The trickiest part of the process — apart from creating a structure that could handle seismic loads while suspending an existing roof — was the support of the south buttress, which was bearing a significant amount of the roof weight. That portion necessitated distinctive geometry for the shoring.
“We’ve done every piece of this before, but never all the pieces combined into one great project like this at one time,” said Steve Hofmeister, Thornton Tomasetti managing principal and structural engineering practice leader.
The planning required cooperation between every party involved. As the steel shoring was being set, excavation was occurring, all sequenced to keep the roof stable. “We had to design everything and anticipate what the supports were going to be,” Leary said. “The support for the roof changed almost daily.”
When Mortenson crews came in to build the new arena underneath the floating roof, Hofmeister said, there were “zero conflicts” between the new arena steel and the temporary steel. “No oopses, whoopses or conflicts,” he said.
Leary said extensive use of virtual reality helped to see how the old columns and shoring merged with excavation and new arena supports.
“We had to be able to, on the fly, understand what the conditions were on the site and know if that was matching up with what we had assumed,” Leary said. “To put on the headset in Boston and walk through the building and see the installation, you could see how it was all going to go together.”
Working the 200 new footings for the arena with the existing footings of the roof required heavy coordination throughout the project. “The timing of all of that — the gymnastics we had to do was more like ballet, actually,” Hofmeister said.
Eugenia Woo, director of preservation services for Historic Seattle, a nonprofit dedicated to preserving the city’s architectural heritage, said she was thrilled that the building had new life and wasn’t demolished. “Given how the building was originally designed and constructed, it was important to keep the roof form, shape and any structural components needed to retain character-defining features of the landmark,” she said. Since the interior was already altered during the previous renovation, it became even more important to preserve significant exterior features.
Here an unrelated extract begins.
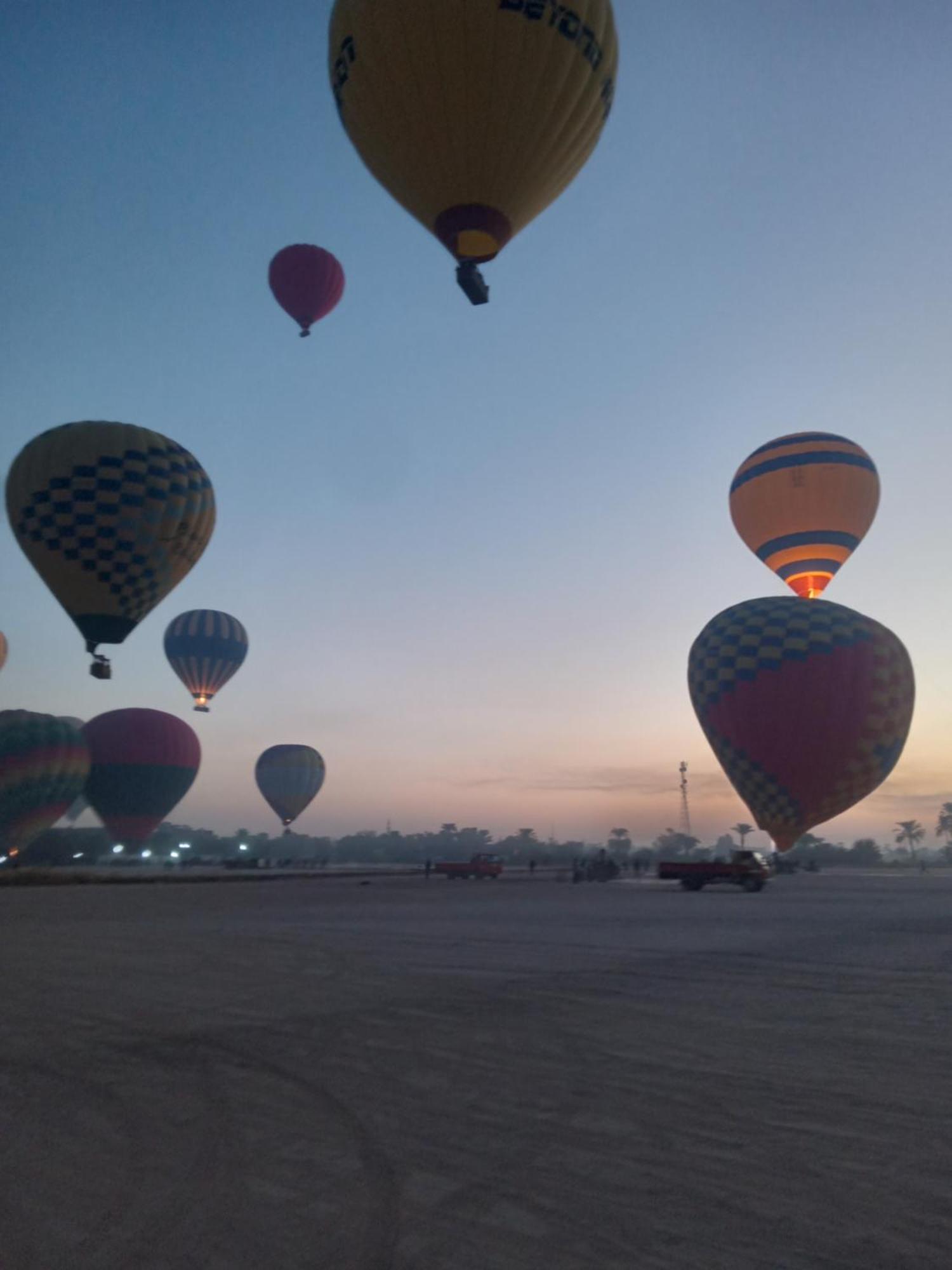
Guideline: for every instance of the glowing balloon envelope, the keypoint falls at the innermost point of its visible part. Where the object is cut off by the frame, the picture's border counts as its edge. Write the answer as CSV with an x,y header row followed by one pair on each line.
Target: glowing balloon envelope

Beyond the roof, the glass façade serves as the other major exterior historic component. The arena featured glass, with steel mullions holding it in place, from the roof level to the entry. That 30,000 square feet of glass was taken off the old arena, cataloged and stored in a nearby facility before reinstallation on Climate Pledge Arena.
“This project shows that it’s possible to respect the historic character of an iconic midcentury modern Seattle icon,” Woo said, “and update it as a state-of-the-art multipurpose venue.”
CORRECTION: Because of an editing error, an earlier version of this story mischaracterized Historic Seattle, which is a nonprofit organization.